# A couple of Gesshin Kagekiyo with Ebony Handles



## JBroida (Jun 7, 2017)

We've only got 2 in stock (when i do custom orders from some makers, i have to order 2-3 of the item just in case something goes wrong with the one)... i know some people prefer ebony handles to the lacquer ones we normally do on the series.

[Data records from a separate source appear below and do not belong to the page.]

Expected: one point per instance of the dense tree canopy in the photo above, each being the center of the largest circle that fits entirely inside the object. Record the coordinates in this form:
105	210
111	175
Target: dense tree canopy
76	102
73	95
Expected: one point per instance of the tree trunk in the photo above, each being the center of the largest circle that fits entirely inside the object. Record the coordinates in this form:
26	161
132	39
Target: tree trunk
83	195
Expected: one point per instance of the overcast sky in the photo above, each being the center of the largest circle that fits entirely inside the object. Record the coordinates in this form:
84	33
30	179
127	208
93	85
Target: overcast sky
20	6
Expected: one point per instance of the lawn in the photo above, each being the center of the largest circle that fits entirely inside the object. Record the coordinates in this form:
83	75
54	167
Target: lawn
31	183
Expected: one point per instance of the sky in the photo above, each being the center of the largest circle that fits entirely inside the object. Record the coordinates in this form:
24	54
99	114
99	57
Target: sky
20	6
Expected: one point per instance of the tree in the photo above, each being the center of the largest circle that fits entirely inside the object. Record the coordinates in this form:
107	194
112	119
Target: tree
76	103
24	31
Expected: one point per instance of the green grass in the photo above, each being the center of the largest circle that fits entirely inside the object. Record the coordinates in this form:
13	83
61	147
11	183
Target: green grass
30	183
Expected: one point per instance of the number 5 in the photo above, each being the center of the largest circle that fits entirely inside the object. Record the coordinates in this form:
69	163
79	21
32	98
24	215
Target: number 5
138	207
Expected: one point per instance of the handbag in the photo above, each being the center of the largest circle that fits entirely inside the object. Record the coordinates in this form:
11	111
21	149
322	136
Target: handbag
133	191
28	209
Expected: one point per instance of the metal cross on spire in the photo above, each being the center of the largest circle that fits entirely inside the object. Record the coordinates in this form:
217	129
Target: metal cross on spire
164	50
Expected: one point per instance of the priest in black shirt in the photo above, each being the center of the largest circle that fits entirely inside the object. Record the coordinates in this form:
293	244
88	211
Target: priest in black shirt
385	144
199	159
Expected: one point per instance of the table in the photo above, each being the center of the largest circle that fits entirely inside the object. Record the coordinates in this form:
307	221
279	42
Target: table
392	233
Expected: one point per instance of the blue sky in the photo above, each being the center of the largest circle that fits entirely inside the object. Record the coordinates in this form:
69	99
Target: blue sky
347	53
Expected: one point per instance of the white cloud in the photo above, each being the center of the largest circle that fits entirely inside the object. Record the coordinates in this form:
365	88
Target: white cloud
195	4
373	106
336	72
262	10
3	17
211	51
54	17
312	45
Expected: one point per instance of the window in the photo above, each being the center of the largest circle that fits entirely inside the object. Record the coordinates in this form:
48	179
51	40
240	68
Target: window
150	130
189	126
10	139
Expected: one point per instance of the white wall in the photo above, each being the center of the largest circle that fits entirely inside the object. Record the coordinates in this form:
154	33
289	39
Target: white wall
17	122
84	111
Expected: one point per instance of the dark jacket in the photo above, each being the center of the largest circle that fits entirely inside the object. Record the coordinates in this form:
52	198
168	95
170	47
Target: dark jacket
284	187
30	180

Anyways, here they are...

300mm White #1 Gesshin Kagekiyo Yanagiba with Ebony Octagon handle and Black Hon-Urushi (Lacquer) Saya
https://www.japaneseknifeimports.co...kiyo-300mm-white-1-yanagiba-with-ebony-handle


----------



## khashy (Jun 7, 2017)

The Kagekiyos are by far, i mean measured in light years, the best F&F of any blade I have seen to date.

Btw, Good shots of a gorgeous knife Jon.


----------



## JBroida (Jun 7, 2017)

khashy said:


> The Kagekiyos are by far, i mean measured in light years, the best F&F of any blade I have seen to date.
> 
> Btw, Good shots of a gorgeous knife Jon.



got new lighting


----------



## dwalker (Jun 7, 2017)

Those look great. I wish I was currently in the market for one.


----------



## milkbaby (Jun 7, 2017)

HOT :thumbsup:


----------